Home TvLe regole per scattarsi un selfie perfetto: impariamo dalle star

Le regole per scattarsi un selfie perfetto: impariamo dalle star

Da Carlo Conti a Gerry Scotti, le stelle sono d’accordo: «Mai dire no ai fan. Bisogna essere riconoscenti»

Foto: Un selfie per il cast del film «A casa tutti bene»: lo scatta Stefano Accorsi

01 Marzo 2018 | 14:12 di Redazione Sorrisi

di Alberto Rivaroli e Antonella Silvestri

Succedeva fino a pochi anni fa, ma sembra preistoria. Chi incontrava un vip, gli chiedeva l’autografo: già, ma sul più bello mancava sempre qualcosa. La penna, il foglio di carta... Oppure gli stringeva la mano ma, quando il personaggio se ne andava, con lui spariva anche l’euforia del fan, assalito dall’ansia che amici e familiari non gli avrebbero creduto: «Ve lo giuro, era proprio lui...».

Oggi certe scene sarebbero inimmaginabili. A farle passare di moda è stato il selfie, la foto scattata con il telefonino che, con la complicità dei social network, ha rivoluzionato la nostra vita e, ancor più, quella dei protagonisti del mondo dello spettacolo.

L’espressione «selfie» compare per la prima volta nel 2002 su un sito australiano; da quel momento la diffusione cresce sempre più fino al boom del 2010 quando la Apple lancia l’iPhone 4, il primo cellulare dotato di fotocamera anteriore. Tre anni dopo «selfie» è proclamata parola dell’anno dall’Oxford English Dictionary.

Riconoscimenti ufficiali a parte, in poco tempo è tutto cambiato anche per i cacciatori di cimeli: oggi a chiunque possieda uno smartphone o un tablet basta trovare il coraggio di mettersi in posa accanto al proprio beniamino e fare clic.

Sorrisi ha chiesto ad alcune stelle dello spettacolo il loro rapporto con i selfie: c’è chi li adora e chi li sopporta, chi ne scatta molti e chi non sa come si fa. Su una cosa però sono tutte d’accordo: mai rifiuterebbero a un fan il piacere di immortalare l’incontro tanto atteso. E noi, in cambio, facciamo in modo che siano scatti davvero condivisi: non solo sui social, ma anche con l’interessato che, come tutti, ha diritto di scegliere se essere ritratto o no. Insomma, rispettiamo il galateo del selfie.
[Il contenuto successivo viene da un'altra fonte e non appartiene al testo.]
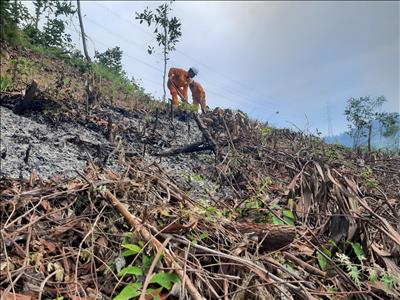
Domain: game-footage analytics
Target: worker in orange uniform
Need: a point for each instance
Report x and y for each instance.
(178, 82)
(199, 96)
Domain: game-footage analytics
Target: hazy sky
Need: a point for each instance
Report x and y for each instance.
(303, 59)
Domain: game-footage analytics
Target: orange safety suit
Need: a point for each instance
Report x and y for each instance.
(199, 96)
(178, 81)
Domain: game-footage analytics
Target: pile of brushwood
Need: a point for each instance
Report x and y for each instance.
(263, 213)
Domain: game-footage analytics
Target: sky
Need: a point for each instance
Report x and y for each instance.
(292, 64)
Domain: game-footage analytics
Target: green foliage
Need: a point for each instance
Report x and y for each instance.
(12, 13)
(369, 179)
(159, 280)
(131, 270)
(131, 249)
(166, 280)
(322, 260)
(361, 112)
(166, 29)
(132, 290)
(5, 82)
(358, 250)
(53, 32)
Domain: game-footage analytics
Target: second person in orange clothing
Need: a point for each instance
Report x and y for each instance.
(199, 96)
(178, 82)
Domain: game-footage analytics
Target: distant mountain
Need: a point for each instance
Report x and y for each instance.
(378, 141)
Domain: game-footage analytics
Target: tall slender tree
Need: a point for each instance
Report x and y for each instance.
(167, 30)
(78, 2)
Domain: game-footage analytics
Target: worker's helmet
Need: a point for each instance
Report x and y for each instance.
(194, 71)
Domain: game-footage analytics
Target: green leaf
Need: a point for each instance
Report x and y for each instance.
(132, 249)
(147, 261)
(165, 279)
(322, 261)
(132, 290)
(133, 270)
(358, 250)
(354, 273)
(289, 216)
(373, 275)
(277, 221)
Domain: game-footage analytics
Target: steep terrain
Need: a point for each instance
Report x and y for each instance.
(90, 195)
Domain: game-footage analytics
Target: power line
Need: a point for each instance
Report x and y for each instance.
(192, 58)
(239, 97)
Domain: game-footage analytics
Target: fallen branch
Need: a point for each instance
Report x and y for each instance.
(27, 101)
(137, 223)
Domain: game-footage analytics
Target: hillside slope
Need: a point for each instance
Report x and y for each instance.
(103, 190)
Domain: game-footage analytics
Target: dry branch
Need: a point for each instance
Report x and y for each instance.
(138, 225)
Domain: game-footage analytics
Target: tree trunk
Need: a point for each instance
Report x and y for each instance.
(165, 62)
(82, 32)
(369, 137)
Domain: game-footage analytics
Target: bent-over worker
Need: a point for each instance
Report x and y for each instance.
(198, 95)
(178, 82)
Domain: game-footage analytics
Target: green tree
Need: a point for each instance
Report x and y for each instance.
(167, 30)
(53, 32)
(362, 112)
(111, 59)
(12, 13)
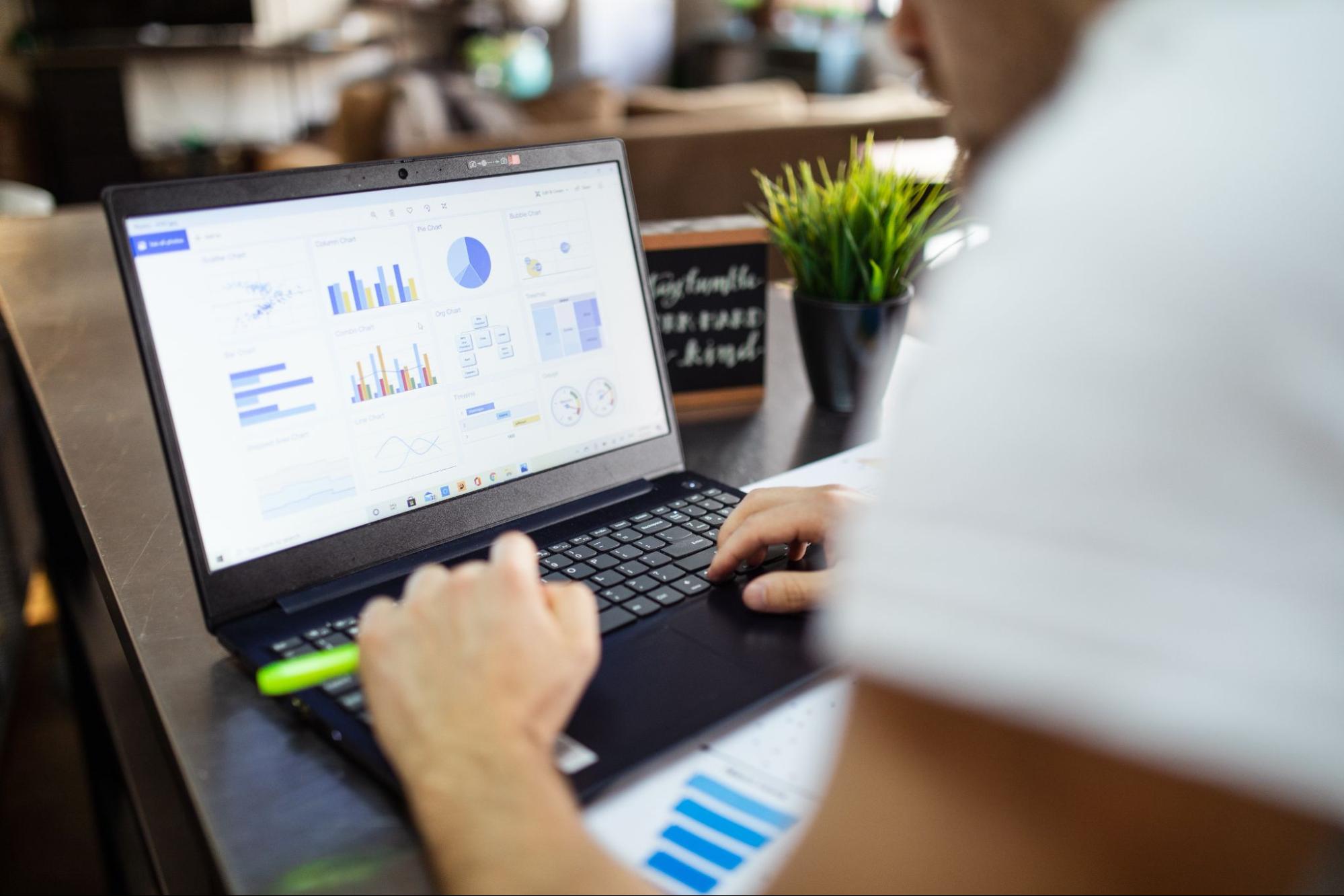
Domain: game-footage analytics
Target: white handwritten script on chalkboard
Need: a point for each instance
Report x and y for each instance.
(711, 313)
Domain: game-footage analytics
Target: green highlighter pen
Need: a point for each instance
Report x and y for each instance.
(308, 671)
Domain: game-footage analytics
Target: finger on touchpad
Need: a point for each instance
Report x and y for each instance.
(773, 554)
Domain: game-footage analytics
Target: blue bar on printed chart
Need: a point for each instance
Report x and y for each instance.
(741, 803)
(713, 832)
(726, 827)
(680, 872)
(703, 848)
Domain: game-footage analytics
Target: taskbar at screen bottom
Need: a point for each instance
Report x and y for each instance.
(450, 484)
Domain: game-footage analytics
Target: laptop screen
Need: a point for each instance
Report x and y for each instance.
(339, 360)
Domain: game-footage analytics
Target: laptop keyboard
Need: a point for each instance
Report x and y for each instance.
(635, 567)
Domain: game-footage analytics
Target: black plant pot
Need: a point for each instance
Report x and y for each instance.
(847, 345)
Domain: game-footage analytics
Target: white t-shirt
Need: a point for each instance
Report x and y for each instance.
(1115, 505)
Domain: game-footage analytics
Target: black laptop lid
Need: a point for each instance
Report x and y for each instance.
(358, 363)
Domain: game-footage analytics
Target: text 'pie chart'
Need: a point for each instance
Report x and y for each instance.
(469, 262)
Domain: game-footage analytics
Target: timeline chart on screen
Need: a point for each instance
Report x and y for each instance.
(488, 418)
(385, 374)
(567, 327)
(304, 488)
(356, 294)
(272, 393)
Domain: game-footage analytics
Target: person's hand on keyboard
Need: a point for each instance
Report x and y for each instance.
(469, 682)
(787, 516)
(475, 656)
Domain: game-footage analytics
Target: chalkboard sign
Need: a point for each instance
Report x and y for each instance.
(709, 280)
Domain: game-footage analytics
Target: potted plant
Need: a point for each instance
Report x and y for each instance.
(853, 242)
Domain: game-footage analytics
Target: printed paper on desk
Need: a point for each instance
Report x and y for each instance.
(722, 817)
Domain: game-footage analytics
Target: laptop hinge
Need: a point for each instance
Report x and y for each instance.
(460, 547)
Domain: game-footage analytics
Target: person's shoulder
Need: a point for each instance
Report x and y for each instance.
(1186, 138)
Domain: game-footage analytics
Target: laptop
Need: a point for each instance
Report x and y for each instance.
(363, 368)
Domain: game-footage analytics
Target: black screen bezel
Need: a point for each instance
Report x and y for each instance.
(253, 585)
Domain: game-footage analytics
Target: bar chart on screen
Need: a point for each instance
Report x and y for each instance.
(272, 393)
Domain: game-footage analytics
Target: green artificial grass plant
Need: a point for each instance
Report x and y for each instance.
(854, 237)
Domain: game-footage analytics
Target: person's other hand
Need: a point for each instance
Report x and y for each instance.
(792, 516)
(475, 659)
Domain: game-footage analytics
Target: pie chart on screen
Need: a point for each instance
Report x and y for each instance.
(469, 262)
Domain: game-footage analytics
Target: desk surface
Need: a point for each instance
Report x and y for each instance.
(278, 811)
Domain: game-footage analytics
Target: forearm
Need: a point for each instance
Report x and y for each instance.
(503, 820)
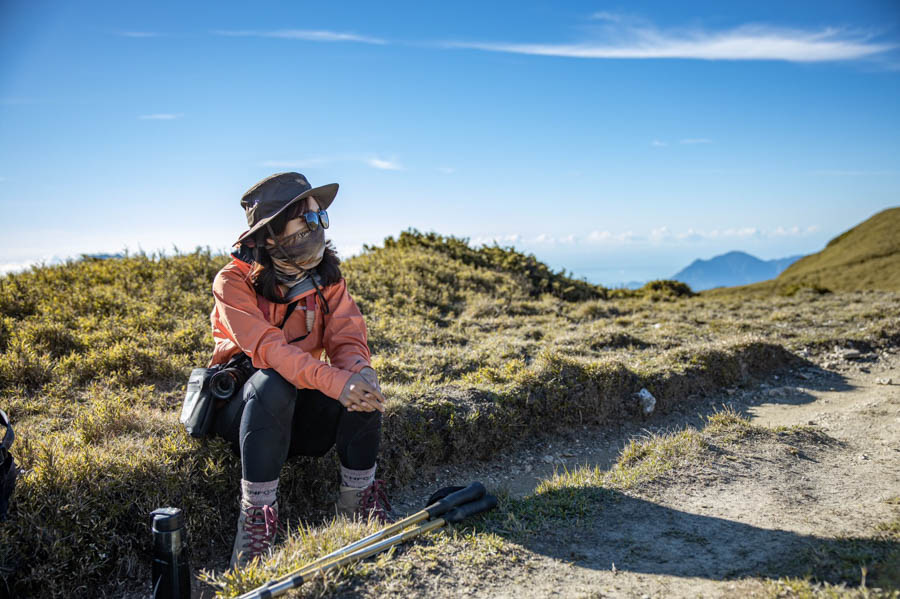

cinque regole e il gioco è fatto

1. In alto lo smartphone. Posizionate il cellulare più in alto degli occhi: eviterete le ombre e la pelle sembrerà più distesa. 
2. Mai la luce di lato. La luce naturale ha una resa migliore di quella artificiale ed è sempre meglio che la fonte luminosa sia di fronte, e mai di lato.
3. Meglio «rovesciarlo». Utilizzate la camera sul retro del telefono. Quella anteriore è più comoda da usare e permette di guardarsi mentre si è in posa, ma scatta foto di minor qualità.
4. La giusta distanza. Evitate di tenere l’obiettivo frontalmente a distanza ravvicinata: si creerebbe subito una brutta distorsione.
5. Pochi ritocchi! Esistono molti «filtri» per migliorare gli scatti. Ma non abusatene: un selfie più è naturale, più è bello.